An industry ‘pioneer’
International business represents 30 percent of Optical Cable’s sales
- July 30, 2014
People typically don’t associate Roanoke with the NFL or NASCAR, but without the products of Roanoke-based Optical Cable Corp., sports fans wouldn’t have the bird’s eye view of the big game or the stock car race. Broadcast customers use Optical’s cables, connectors and accessories to televise sporting events.
Optical Cable manufactures a broad range of fiber-optic and copper-data cabling and connectivity products. They include fiber-optic and copper cabling, specialty fiber-optic and copper connectors and wireless distributed antenna systems. The company’s products are used in settings ranging from data centers, sports venues and racetracks to universities, corporate offices and military installations.

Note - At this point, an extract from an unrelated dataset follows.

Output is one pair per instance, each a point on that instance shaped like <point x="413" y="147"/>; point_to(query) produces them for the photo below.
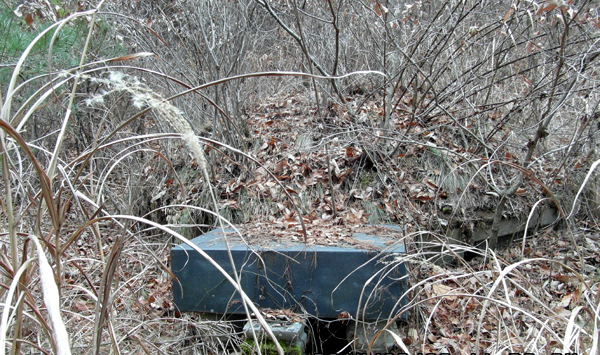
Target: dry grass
<point x="108" y="163"/>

Founded in 1983 by a small group of engineers, the company is known as a “pioneer in fiber-optic cable,” says CEO and President Neil Wilkin. Its first products focused on military applications. Shortly thereafter it began diversifying into cable. In the early 2000s, Optical added copper and connectivity products to the mix. The new products gave the company an opportunity to expand into a variety of industries.

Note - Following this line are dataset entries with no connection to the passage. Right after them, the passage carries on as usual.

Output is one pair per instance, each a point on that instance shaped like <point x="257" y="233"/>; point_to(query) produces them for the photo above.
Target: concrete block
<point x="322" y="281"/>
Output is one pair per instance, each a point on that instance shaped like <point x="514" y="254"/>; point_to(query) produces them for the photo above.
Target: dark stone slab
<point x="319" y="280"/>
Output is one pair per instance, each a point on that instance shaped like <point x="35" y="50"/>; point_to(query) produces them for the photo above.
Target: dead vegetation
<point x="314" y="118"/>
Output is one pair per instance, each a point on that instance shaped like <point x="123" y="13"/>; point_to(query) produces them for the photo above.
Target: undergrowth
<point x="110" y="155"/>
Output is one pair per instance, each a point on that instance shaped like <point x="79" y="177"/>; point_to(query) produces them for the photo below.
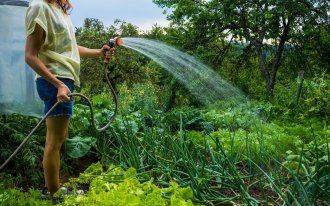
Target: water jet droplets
<point x="204" y="83"/>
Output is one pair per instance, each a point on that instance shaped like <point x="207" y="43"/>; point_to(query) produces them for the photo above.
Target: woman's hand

“We started talking to people involved in the gas, mining and broadcast areas,” Wilkin says. “We were moving toward offering our customers and users complete solution connectivity. We wanted customers to know we weren’t just fiber-optic cable anymore.”
The company has grown not only through sales but also acquisitions. In addition to its headquarters and manufacturing facility in Roanoke, it has added manufacturing facilities near Asheville, N.C., and Dallas. Its 145,000-square-foot facility in Roanoke sits on a 24-acre parcel of land near Roanoke-Blacksburg Regional Airport. About 200 of the company’s 400 employees are based in Roanoke. The remaining 200 are split evenly between the company’s two other manufacturing sites.
Wilkin describes Roanoke as the “perfect location” for the company. “There is more going on in this area than people realize,” he says, referring to a growing regional focus on technology.
The area has been a boon to the company. In the period from 2007 to 2013, sales grew about 65 percent. During the 2013 fiscal year, the company — which went public in 1996 — had net sales of $75.3 million, the second-highest level in its history.
The company’s international business is another strong component of its growth. Last year it represented 30 percent of Optical’s sales. Currently, the company does business in more than 50 countries. It started exporting soon after it was founded. One of its first international sales was to the Scandinavian military. “We have built up a name for ourselves,” says Michael Newman, vice president of international sales, referring to Optical’s export business.
In May the company received the President’s “E” Award for Exports, presented to organizations with consistent export growth based on an innovative international marketing plan. President Kennedy established the award in 1961. A total of 66 U.S. companies were honored this year. “Having won that award brings validity to our methodology and the disciplines we use to enter those markets,” says Newman.
The company sells products through U.S. and international sales teams and also through distributors in the countries it serves. Its two largest export markets currently are Canada and Australia.
Before Optical enters a market, Newman develops a customized sales approach. “In Latin America, for example, we might have one sales model that works well, and in Europe we will have another sales model,” he says. “The key to success is being able to look at different markets and plan a market entry or execution.”
The company does a stable business in Perth, Australia, where it targets the area’s mining, oil and gas industries. “Perth is a city that is thriving on taking minerals out of the ground and selling them,” says Newman. He finds that business people in Perth value their family time and relaxation. “It’s very family oriented. It’s a good place for doing business in that regard.”
Newman has a ritual before he travels to any destination. “I update myself on the local sports team and look at who is winning. I update myself on the local soap opera,” he says. “People want to get to know you when they are doing business with you. It helps to form bonds.”
The economy in Roanoke is in transition, moving from a traditional economy to one that is more technology based. Originally a Norfolk and Western Railway town, Roanoke still benefits economically from the Norfolk Southern Railway, the successor of Norfolk and Western. Technology and health care are two of the area’s growing industries. Major players in those sectors include Carilion Clinic and the Virginia Tech Carilion School of Medicine as well as the Virginia Tech Carilion Research Institute. Because of its strategic location on Interstate 81, the city has several corporate distribution centers in the Roanoke Centre for Industry and Technology. They include retailer Orvis, cosmetic company Elizabeth Arden and Advance Auto Parts. Major employers in the city are Carilion, Norfolk Southern and Advance Auto Parts (which is headquartered in Roanoke).
Located in Western Australia, Perth has a large presence of mining and mineral companies, thanks to the large deposits of coal and metal ores in the region. The economy also includes oil- and gas-related industries as well as agriculture and tourism. Western Australia is one of the leaders in the production of liquefied natural gas. Perth is home to more than 30 international oil and gas companies. One of its largest export partners is China. Employers in the city include consulting firm Velrada, Woodside Petroleum, the cooperative grain exchange CBH Group and iron ore producer Fortescue Metals.